—Señor Gutiérrez, ¿qué lo trae por aquí?
El gerente del proyecto corrió hacia Benjamín con una enorme sonrisa en el rostro.
Grupo Gutiérrez había invertido en esa compañía de doblaje; Benjamín era el inversionista principal. Su llegada repentina los tomó por sorpresa, dejándolos algo nerviosos y tratando de ser lo más complacientes posible.
Benjamín llevaba un traje negro a la medida y el cabello perfectamente peinado. Su rostro era apuesto, con una mirada profunda que reflejaba una calma aparente, y cada uno de sus movimientos destilaba una elegancia innata.
Su mirada se posó levemente sobre Josefina antes de dirigirse al gerente:
—Pasaba por aquí y quise echar un vistazo. Escuché que hoy tenían audiciones, ¿cómo les fue?
—Ya terminamos —respondió el gerente—. La señorita León demostró tener muchísimo talento y dominó el personaje a la perfección.

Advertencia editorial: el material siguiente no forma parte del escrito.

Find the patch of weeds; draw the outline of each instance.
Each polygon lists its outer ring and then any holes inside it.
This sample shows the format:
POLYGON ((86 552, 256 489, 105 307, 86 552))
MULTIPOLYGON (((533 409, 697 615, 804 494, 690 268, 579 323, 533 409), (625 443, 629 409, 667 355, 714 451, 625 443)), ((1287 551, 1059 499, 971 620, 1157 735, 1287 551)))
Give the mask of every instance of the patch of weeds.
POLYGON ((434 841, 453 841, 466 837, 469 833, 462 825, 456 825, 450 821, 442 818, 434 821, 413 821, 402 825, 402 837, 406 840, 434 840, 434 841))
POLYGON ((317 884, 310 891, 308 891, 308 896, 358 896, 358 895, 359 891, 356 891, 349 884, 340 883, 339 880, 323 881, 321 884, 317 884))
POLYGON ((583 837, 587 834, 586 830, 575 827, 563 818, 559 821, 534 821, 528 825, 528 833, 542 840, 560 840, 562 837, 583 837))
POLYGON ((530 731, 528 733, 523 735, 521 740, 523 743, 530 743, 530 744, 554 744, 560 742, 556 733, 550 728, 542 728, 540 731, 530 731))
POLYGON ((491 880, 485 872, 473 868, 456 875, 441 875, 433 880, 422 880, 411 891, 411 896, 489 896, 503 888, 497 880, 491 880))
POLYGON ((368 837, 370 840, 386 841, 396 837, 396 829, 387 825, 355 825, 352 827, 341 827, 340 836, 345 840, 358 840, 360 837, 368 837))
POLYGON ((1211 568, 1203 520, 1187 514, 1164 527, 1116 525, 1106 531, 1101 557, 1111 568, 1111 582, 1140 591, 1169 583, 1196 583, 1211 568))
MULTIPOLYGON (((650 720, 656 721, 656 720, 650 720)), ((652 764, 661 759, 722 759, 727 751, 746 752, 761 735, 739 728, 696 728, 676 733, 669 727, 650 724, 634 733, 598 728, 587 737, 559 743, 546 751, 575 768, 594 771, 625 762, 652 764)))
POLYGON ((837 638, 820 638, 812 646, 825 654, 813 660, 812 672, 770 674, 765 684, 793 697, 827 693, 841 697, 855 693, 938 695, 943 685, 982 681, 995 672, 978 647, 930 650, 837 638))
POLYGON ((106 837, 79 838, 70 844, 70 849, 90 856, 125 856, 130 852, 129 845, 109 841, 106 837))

De hecho, estábamos a punto de firmar el contrato.
—Jose, muchísimas felicidades —intervino Magdalena en ese momento.
La expresión de Josefina era completamente fría. Sintió que había tenido pésima suerte al salir de casa ese día y toparse con ellos.
Solo que...
¿Por qué Benjamín traía a Magdalena?
¿Qué intentaba hacer?
¿Acaso quería arrebatarle el papel también a ella?

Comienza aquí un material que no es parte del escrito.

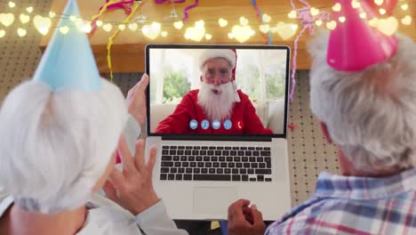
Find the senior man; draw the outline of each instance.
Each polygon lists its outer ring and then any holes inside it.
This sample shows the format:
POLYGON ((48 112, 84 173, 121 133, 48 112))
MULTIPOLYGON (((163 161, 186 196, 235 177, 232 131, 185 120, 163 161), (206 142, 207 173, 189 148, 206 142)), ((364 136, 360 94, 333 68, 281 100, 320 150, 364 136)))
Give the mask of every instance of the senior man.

Ya se lo había quitado una vez de las manos, ¿pretendía quitárselo por segunda ocasión?
Por eso, la mirada que le clavó a Benjamín estaba llena de hielo y hostilidad.
—¿En serio? —La voz de Benjamín bajó de tono—. Yo no escuché nada.
El gerente se quedó pasmado un segundo, pero reaccionó rápido:
—¿Le gustaría escuchar la prueba, señor Gutiérrez? Tenemos un respaldo guardado en el estudio, si gusta...
—Quiero escuchar una prueba en vivo —lo interrumpió Benjamín.
—Esto... —El gerente no se esperaba una petición así.
Josefina frunció el ceño. ¿A qué jugaba?
Ese era precisamente el propósito por el que Benjamín la había llevado.
Ella quería ver a Josefina y suavizar su relación.
Por lo tanto, él la había acompañado.
Pero a pesar de mostrarse tan sumisa, Josefina no cedía ni un poco; al contrario, su expresión se endureció y la miraba como si fuera su peor enemiga.
Benjamín frunció el ceño con molestia.
—¿Acaso no caben las dos en el estudio? ¿Por qué te pones tan a la defensiva?
Josefina se soltó de un tirón del agarre de Magdalena.
—Simplemente no quiero. ¿Acaso no fui lo bastante clara?
La expresión de Benjamín se endureció aún más. Se giró bruscamente hacia el gerente y preguntó:
—Todavía no firman el contrato, ¿verdad?